Puppy toilet time. Do this with puppy on lead, we don’t want them to engage in crazy play, so on lead can be more manged and calmer. Have a little wander around the garden, so pup can find a place to toilet. If puppy is struggling you could drop a couple of treats around the garden and make a little treasure trail, this will help him learn the route around the garden and the best places to eliminate, and will also help him keep his energy focused on something.
We can eventually just use the treat as a reward once pup has done his business.
Put puppy in his confinement area ( Zen Den) and give him a tasty long lasting chew, this will help him settle and also give him something to do if he wakes up in the night.
For the first 3 nights pup needs to be somewhere you can touch him and comfort him if needed, so usually next to the bed or if you choose to sleep downstairs on the sofa then next to your there, so you can just lean over and touch him.

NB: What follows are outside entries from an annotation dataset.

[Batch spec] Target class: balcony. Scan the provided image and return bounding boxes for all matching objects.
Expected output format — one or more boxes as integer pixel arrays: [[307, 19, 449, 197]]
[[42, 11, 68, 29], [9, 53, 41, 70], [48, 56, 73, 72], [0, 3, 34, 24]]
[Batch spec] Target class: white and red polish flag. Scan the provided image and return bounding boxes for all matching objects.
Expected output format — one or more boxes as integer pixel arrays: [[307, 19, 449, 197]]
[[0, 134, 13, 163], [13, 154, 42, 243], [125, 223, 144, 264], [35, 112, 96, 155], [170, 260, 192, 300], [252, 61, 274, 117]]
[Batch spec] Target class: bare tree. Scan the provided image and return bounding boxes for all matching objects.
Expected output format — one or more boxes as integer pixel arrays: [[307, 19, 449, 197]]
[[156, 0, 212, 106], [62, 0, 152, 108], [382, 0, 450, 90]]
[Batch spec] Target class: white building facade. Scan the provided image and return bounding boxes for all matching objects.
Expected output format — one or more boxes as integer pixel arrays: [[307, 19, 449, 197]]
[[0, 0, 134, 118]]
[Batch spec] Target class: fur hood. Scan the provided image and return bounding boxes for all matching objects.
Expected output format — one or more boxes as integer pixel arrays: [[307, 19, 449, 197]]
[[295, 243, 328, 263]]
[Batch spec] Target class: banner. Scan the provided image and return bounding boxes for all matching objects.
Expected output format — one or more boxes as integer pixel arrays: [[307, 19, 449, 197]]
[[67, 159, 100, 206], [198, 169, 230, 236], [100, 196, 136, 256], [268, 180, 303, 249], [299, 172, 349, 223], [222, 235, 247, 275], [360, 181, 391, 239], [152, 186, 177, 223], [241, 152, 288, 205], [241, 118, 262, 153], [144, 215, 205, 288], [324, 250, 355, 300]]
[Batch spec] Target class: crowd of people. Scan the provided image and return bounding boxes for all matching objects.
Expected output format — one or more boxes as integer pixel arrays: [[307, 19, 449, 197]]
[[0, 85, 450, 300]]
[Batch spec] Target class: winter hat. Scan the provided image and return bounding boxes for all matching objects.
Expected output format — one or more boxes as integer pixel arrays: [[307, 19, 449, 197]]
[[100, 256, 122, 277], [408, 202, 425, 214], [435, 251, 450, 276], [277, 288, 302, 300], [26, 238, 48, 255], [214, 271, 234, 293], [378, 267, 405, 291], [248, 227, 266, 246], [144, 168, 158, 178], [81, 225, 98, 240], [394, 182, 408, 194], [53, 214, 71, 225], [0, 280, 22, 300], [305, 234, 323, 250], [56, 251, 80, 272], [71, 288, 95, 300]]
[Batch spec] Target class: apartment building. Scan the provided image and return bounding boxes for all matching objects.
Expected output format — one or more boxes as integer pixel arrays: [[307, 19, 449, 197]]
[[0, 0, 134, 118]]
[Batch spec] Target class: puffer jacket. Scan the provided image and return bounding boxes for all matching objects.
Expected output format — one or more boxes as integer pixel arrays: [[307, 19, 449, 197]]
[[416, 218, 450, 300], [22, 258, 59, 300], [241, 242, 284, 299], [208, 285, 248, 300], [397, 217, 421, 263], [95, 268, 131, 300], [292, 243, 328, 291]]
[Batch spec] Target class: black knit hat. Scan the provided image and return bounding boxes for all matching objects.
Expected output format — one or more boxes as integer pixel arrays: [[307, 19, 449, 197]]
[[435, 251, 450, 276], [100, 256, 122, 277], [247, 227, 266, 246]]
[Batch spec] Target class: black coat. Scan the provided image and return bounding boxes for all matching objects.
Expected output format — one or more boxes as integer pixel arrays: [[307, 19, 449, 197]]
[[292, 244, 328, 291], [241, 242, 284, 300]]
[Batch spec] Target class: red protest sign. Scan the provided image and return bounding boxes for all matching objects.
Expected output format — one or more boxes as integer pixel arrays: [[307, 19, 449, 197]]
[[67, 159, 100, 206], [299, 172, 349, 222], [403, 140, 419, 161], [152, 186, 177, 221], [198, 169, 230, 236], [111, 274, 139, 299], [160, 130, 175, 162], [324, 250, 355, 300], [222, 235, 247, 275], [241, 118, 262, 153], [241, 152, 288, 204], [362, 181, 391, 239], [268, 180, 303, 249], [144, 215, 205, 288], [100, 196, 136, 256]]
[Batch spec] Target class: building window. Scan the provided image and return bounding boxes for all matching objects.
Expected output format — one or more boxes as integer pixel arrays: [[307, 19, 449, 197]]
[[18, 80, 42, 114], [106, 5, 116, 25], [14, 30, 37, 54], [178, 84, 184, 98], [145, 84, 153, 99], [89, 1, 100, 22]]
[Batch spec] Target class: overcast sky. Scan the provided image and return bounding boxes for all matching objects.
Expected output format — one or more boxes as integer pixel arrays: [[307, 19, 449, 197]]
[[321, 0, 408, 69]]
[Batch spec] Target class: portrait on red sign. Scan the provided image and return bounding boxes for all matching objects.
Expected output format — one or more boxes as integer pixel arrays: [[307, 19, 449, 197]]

So how can we prepare better for puppies' first nights?
We will use a 3 step routine, which will take around 30 mins. It’s a good idea for now, for a puppy to go to bed around the same time as you.
Having set up a confinement area already for the puppy and feed all his meals in there, and any chews, we have hopefully made it a really nice ‘Zen Den’ area for your puppy.
We are going to use some of puppies dinner that we have saved to practice some easy training before puppy goes to bed. Practice for around 5 mins and keep it quite calm and low energy. You can do sit, down, nose touch, name game. Keep it easy, so no stress and quite chilled as we don’t want to make pup too excited. Things that don’t involve much movement but offer brain training.
NIGHTS 1-3 – Make sure you are in reachable distance to your pup, so you can just reach a arm across and comfort him.
NIGHTS 4-5 – Start to add a little distance. Keep pup in same room but maybe at the end of your bed instead of next to you.
NIGHT 6 – you can move pup just outside the room now, you are still there if pup needs you, but now pup is starting to get ready to you being a little further away.
NIGHT 7 – Move puppy to where he will permanently sleep, or if you slept on the sofa move back to your bed.
A baby monitor is a good help as you can hear if puppy is distressed or needs to go out. Don’t run down to see puppy immediately, as they could have just been disturbed before they settle again. If pup does need to go out, try not to interact with pup, just clip on the lead, take them out into the garden ( give it a few mins for pup to go), then pop puppy back in bed.